Christian Standard
- Categories: Religion
- Frequency: Monthly
- Founded: 1866
- Company: Restoration Movement Media
- Country: United States
- Based in: Cincinnati, Ohio
- Language: English
- Website: christianstandard.com
- ISSN: 0009-5656

= Christian Standard =

American monthly periodical founded in 1866

The Christian Standard is a religious periodical associated with the Restoration Movement that was established in 1866. The Standard began focusing on a particular branch of the movement, the Christian churches and churches of Christ, in second half of the 20th century and became the most influential of the movement publications among those churches.

==History==
The Standard was founded in Cleveland, Ohio, by W.S. Streator, W.J. Ford, J.P. Robinson, T.W. Phillips, C.M. Phillips, G.W.M. Yost, James A. Garfield and Isaac Errett, with Errett serving as the editor. The effort was not financially successful, and after two years Errett agreed to take over the venture along with its debts. It was the flagship of Standard Publishing.

Under the leadership of Errett, who became the first president of the Foreign Christian Missionary Society, the Standard strongly supported the cause of missionary societies.

From 1896-1910, the Standard's editor was J.A. Lord of Deer Island, New Brunswick. During the early 20th century the Standard took an editorial stance against modernism and liberalism, and opposed the acceptance of "open membership" by the United Christian Missionary Society (UCMS). As the century progressed, the Standard focused solely on the Christian churches and churches of Christ and became the most influential of the movement publications among that branch of the Restoration Movement.

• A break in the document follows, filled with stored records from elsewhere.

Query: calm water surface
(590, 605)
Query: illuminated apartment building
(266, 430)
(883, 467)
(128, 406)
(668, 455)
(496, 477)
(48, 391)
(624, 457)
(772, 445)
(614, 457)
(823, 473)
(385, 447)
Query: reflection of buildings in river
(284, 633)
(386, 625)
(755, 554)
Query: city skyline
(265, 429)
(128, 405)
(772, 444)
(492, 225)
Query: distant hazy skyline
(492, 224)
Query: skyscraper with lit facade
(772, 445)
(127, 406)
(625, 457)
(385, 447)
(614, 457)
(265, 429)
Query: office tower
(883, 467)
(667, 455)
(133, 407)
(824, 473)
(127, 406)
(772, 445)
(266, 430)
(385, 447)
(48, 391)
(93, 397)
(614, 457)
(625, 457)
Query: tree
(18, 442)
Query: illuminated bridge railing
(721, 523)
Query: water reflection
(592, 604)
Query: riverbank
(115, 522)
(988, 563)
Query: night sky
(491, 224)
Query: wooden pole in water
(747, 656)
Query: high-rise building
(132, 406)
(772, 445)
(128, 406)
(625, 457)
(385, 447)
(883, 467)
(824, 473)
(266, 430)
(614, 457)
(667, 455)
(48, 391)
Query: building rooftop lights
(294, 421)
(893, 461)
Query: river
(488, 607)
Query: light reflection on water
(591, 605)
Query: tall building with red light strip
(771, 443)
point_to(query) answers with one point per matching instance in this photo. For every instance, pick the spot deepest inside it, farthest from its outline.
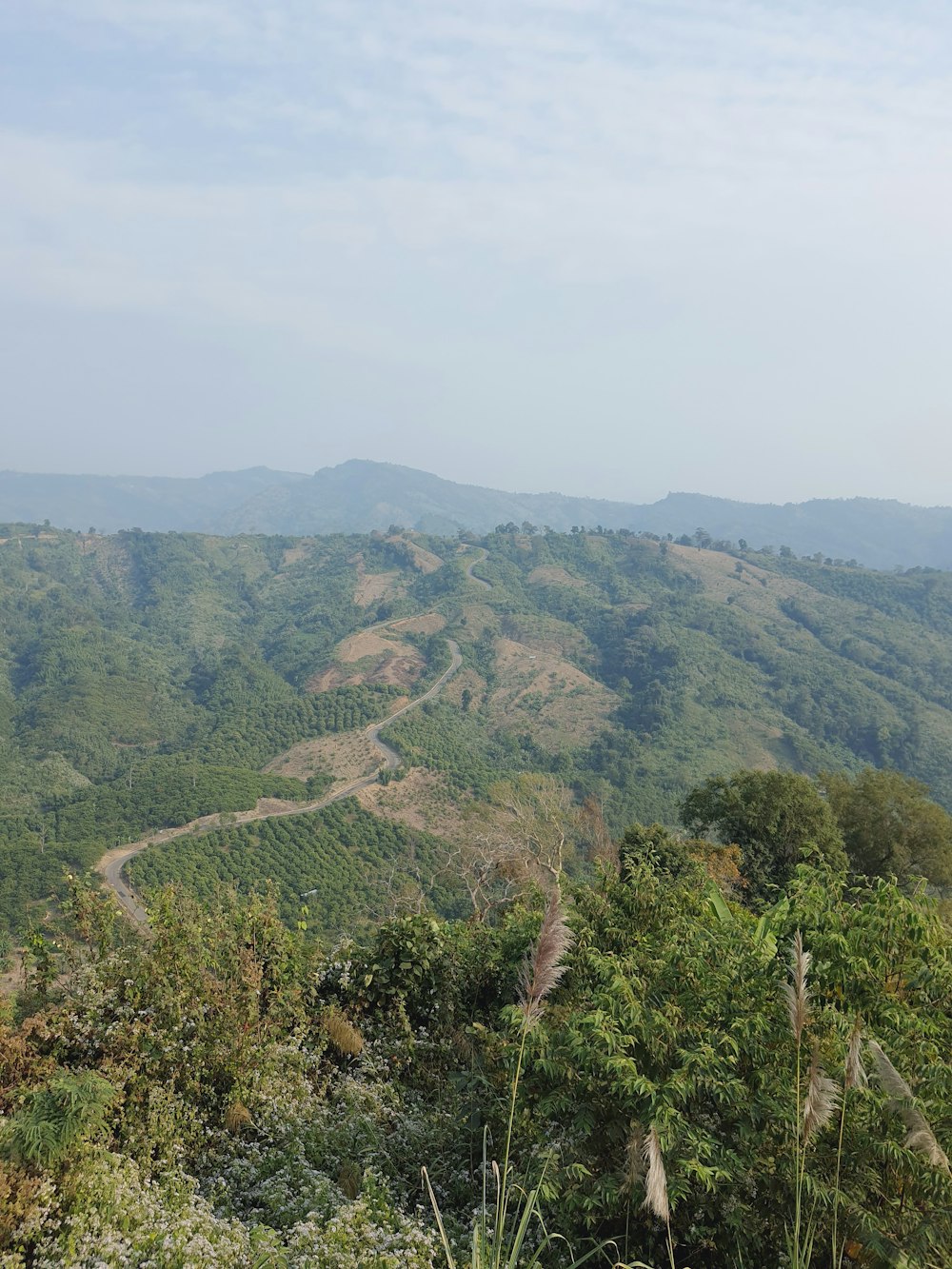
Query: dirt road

Towards the end of the 20th century competition from other forms of media and "the increasing secularization of American culture" has reduced the relative influence of the Standard.

In 2015, Standard Publishing's parent company New Mountain Learning sold its Bible lesson commentary series, Sunday school curriculum and other church resources to David C. Cook. Christian Standard and The Lookout remained and the company was renamed Christian Standard Media. Christian Standard Media was sold to The Solomon Foundation in 2017.